A2C

Advantage Actor Critic is an off-policy algorithm.

Quick Review

First, let's look at REINFORCE algorithm, which is a Monte Carlo policy gradient aglrothm.

\[\begin{split}\nabla \eta(\theta) &= \sum_s d_\pi(s) \sum_a q_\pi(s, a) \nabla_\theta \pi(a | s; \theta) \\ &= \mathbb{E}_{(s_t, a_t) \sim \pi} \gamma^t q_\pi(s_t, a_t) \nabla_\theta \pi(a_t | s_t; \theta)\end{split}\]

REINFORCE algorithm uses Monte Carlo method to estimate the expected \(q(s_t, a_t)\).

Note that \(\mathbb{E}_{(s_t, a_t) \sim \pi} b(s_t) \nabla_\theta \pi(a_t | s_t; \theta) = 0\), we have

\[\nabla \eta(\theta) = \mathbb{E}_{(s_t, a_t) \sim \pi} \gamma^t [q_\pi(s_t, a_t) - b(s_t)] \nabla_\theta \pi(a_t | s_t; \theta)\]

The term \(b(s_t)\) called baseline is usually estimated by state value \(v(s_t)\). The residual term \(q(s_t, a_t) - v(s_t)\) is called advantage. In general, the baseline leaves the expected value of the update unchanged, but it can have a large effect on reducing its variance [1].

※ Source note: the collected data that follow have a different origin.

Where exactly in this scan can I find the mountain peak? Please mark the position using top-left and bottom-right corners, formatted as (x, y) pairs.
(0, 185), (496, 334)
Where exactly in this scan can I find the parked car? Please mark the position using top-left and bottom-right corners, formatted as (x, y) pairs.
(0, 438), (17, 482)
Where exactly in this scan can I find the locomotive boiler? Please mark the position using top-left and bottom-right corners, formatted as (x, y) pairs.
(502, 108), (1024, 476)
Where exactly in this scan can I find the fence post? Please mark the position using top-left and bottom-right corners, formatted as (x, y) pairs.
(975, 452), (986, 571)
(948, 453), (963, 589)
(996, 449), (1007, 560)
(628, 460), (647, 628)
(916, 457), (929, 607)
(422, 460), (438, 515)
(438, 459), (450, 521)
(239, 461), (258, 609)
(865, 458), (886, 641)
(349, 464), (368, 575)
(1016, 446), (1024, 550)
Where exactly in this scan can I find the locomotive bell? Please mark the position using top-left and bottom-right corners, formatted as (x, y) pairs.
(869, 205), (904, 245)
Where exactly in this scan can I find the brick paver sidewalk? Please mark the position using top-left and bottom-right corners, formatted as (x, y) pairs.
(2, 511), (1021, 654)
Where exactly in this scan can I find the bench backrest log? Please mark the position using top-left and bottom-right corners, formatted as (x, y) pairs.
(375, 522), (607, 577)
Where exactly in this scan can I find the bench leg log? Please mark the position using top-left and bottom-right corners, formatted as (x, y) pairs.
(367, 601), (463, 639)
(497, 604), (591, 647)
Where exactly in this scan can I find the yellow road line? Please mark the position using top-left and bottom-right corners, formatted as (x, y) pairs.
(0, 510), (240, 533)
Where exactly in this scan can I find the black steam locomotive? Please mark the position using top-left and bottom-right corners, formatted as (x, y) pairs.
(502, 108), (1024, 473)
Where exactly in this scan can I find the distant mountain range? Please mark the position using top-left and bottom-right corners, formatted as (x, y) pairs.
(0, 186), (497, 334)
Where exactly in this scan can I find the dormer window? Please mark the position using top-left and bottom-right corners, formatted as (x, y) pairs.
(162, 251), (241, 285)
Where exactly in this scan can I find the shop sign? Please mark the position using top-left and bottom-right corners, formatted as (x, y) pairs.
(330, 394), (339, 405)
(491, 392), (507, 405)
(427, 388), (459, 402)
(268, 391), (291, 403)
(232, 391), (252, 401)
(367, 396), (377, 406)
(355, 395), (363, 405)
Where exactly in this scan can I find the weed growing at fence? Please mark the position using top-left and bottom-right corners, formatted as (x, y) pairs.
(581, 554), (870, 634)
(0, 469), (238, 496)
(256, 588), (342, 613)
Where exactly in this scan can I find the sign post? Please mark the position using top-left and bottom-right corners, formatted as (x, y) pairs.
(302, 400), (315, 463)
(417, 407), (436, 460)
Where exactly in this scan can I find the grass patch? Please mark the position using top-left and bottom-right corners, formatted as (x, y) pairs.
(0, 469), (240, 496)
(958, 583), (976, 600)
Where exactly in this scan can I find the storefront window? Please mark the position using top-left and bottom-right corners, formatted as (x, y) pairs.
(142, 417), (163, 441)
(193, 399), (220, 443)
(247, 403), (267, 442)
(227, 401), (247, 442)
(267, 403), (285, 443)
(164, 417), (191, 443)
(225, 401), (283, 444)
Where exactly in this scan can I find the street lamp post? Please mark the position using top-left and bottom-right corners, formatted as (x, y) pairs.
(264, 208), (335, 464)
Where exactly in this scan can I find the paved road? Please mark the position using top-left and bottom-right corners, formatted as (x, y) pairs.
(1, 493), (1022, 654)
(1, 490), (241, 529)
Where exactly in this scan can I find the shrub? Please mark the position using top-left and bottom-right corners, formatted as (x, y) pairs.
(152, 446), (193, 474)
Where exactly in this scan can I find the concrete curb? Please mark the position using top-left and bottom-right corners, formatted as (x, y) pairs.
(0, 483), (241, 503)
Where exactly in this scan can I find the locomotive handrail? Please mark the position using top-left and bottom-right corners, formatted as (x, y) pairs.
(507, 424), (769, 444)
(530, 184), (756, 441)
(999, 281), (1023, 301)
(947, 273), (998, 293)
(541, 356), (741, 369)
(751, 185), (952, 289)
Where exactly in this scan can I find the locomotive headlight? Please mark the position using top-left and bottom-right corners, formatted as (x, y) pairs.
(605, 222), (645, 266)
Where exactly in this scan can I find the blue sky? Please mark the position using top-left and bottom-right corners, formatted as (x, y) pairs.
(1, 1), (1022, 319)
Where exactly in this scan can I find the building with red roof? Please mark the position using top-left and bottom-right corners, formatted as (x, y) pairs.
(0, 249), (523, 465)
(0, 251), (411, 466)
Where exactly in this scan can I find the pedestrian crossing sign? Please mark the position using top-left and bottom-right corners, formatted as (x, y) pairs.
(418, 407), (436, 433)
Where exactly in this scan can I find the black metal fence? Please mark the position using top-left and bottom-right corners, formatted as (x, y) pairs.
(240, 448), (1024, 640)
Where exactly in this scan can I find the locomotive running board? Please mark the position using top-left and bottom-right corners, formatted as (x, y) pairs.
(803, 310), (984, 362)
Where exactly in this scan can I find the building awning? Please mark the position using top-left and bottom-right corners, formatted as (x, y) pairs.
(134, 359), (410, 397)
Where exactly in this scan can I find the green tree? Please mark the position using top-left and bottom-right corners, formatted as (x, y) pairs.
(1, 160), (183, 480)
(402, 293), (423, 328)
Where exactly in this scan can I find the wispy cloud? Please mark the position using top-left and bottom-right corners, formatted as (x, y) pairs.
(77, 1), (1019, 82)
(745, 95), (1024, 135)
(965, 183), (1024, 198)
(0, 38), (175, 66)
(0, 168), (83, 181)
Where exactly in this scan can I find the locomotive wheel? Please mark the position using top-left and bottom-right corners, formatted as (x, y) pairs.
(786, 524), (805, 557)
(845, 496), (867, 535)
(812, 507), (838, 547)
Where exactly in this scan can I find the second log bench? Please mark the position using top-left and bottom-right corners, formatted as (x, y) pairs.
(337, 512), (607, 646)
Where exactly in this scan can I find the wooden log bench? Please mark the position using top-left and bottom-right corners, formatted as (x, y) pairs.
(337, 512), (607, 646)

Now, let's go to advantage actor critic (A2C). Instead, A2C uses a state value approximate function to estimate \(v(s_t; \theta)\). The action value can be derived as \(q(s_t, a_t) = r_t + \gamma v(s_{t+1}; \theta)\). The critic part updates the value function from TD error. The actor part updates the policy function by policy gradient.

Reference

[1] Sutton, Richard S., and Andrew G. Barto. "Reinforcement Learning: An Introduction." (1998).